TLA+ and Coq (at least as far as their use in software goes) are both examples of formal specification languages offering a deductive proof systems (and TLA+ also offers a model checker -- yet another sound method). And I don't think you'd find me selling either one of them in this conversation, in which I mostly focus on the limitations of such sound tools.

Unit tests (depending how you interpret the properties of interest) and fuzzing are indeed probably the most famous examples of unsound methods, and so it sounds like you actually agree with me: it is unsound methods that have been more successful in practice except for the simple properties proven by simple type systems. But no matter what argument you find more or less convincing, you should try to listen and learn -- because it's clear that you don't understand the conversation -- rather than shout from the peanut gallery.

If you find the terminology unfamiliar, you can think of sound methods as "static" ones [1], i.e. they don't execute the program, while unsound methods are usually "dynamic", i.e. require executing the program [2]. Indeed, my point is that "static" and "dynamic" methods are most effective when used in combination, and it is the static methods that are more cost effective for simple properties -- their effectiveness drops as the properties become more "interesting" -- and it is the dynamic methods that are more cost-effective for more complex properties. It sounds like you agree.

Now perhaps you can understand my original point: a certain attribute of a programming language that makes certain sound (static) methods easier when verifying certain classes of properties doesn't help all that much if those methods are so limited to begin with for that class either in the range of properties for which they're effective or their scalability.

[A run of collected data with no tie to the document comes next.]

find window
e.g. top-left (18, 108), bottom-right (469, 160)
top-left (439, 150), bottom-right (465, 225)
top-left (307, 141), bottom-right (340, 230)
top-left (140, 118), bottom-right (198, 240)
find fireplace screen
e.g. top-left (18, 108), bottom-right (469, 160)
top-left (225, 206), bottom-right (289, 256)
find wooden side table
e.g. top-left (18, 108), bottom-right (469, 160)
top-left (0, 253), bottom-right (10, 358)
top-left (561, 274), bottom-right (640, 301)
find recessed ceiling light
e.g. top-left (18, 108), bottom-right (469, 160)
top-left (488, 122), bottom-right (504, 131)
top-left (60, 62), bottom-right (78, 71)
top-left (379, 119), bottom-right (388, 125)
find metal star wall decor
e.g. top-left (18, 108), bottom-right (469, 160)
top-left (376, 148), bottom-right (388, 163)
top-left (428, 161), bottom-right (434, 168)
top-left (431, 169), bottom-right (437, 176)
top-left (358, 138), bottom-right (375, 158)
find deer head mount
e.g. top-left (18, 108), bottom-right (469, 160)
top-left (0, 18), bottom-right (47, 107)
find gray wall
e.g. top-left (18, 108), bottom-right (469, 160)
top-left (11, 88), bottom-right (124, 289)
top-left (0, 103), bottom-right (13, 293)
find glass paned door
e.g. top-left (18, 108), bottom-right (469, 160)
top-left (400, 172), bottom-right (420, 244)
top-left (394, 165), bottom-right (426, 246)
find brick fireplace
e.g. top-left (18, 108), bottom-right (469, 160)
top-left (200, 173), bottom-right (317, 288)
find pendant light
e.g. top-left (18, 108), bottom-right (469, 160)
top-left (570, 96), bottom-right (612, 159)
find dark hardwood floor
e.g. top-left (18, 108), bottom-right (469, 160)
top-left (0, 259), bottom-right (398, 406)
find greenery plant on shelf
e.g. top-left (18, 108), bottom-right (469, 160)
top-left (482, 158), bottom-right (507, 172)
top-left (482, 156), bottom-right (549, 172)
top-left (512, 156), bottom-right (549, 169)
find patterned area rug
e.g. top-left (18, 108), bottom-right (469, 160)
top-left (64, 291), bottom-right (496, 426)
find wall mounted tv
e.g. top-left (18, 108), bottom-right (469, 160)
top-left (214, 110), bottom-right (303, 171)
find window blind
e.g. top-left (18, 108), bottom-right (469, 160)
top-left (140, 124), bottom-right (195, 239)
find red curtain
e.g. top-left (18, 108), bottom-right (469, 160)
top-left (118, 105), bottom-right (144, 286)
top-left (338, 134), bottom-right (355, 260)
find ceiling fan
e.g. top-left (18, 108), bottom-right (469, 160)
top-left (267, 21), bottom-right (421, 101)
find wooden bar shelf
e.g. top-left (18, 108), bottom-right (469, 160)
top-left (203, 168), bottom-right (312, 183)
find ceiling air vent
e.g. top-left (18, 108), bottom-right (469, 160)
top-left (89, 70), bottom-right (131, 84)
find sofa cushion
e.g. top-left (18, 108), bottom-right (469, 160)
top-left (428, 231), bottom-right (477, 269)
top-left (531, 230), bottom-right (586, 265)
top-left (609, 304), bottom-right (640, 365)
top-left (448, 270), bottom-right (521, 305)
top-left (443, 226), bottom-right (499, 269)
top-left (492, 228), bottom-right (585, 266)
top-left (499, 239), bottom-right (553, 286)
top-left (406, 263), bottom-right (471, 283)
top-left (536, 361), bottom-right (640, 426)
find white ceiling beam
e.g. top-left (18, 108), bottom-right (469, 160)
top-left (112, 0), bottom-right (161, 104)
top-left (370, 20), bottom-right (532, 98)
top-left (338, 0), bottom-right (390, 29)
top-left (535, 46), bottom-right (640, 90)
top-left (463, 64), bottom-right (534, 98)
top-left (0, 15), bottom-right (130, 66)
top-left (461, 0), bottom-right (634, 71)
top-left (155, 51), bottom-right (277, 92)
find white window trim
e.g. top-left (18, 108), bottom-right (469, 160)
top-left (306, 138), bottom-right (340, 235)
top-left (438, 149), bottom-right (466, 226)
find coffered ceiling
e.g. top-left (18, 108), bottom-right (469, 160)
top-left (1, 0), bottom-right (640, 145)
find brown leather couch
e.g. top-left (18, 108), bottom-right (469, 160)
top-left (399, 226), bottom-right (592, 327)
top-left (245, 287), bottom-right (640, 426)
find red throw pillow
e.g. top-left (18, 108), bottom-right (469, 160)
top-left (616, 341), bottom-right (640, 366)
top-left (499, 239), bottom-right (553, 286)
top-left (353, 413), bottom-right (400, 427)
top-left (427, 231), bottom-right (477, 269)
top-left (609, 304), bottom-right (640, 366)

I.e. making a method that, in the relevant situations, is 100x too expensive for your budget only 90x more expensive for your budget doesn't have much of an impact on its overall practicality.

[1]: This is more of a large overlap than an equivalence. A human or LLM reviewing code is also a static form of correctness assurance, but it isn't a sound one.

[2]: I won't confuse you with abstract interpretation and model checking, both of which are sound and are can be viewed as either static or dynamic depending on your perspective. I consider them static as they don't rely on full concrete executions of the program. Some interesting unsound methods like concolic testing have some "static" parts, but I consider them ultimately dynamic.

littlestymaar · 2024-05-16T19:44:58 1715888698

I only mentioned Coq vs TLA+ because I've read your blog and I know you have strong taste preferences between those two.

That's because, unlike you, I actually try and understand people I don't agree with and see where they come from and under what perspective their views are indeed interesting, and that's how you learn how to understand complex (not difficult) topics.

But that, my friend, requires that you don't immediately consider yourself superior to your interlocutor and first consider them like peers who have different perspective on things because they have a different background. That's the inevitable conditions for improvement.

Thinking about other as mere peasants is probably more intellectually comfortable, but it's also far less constructive. Needless to say, it's also not a great way to earn respect.

DEADMINCE · 2024-05-17T12:17:46 1715948266

Your lecturing here seems to be making a lot of insulting assumptions unnecessarily. It's probably best to try and avoid giving 'advice' like this.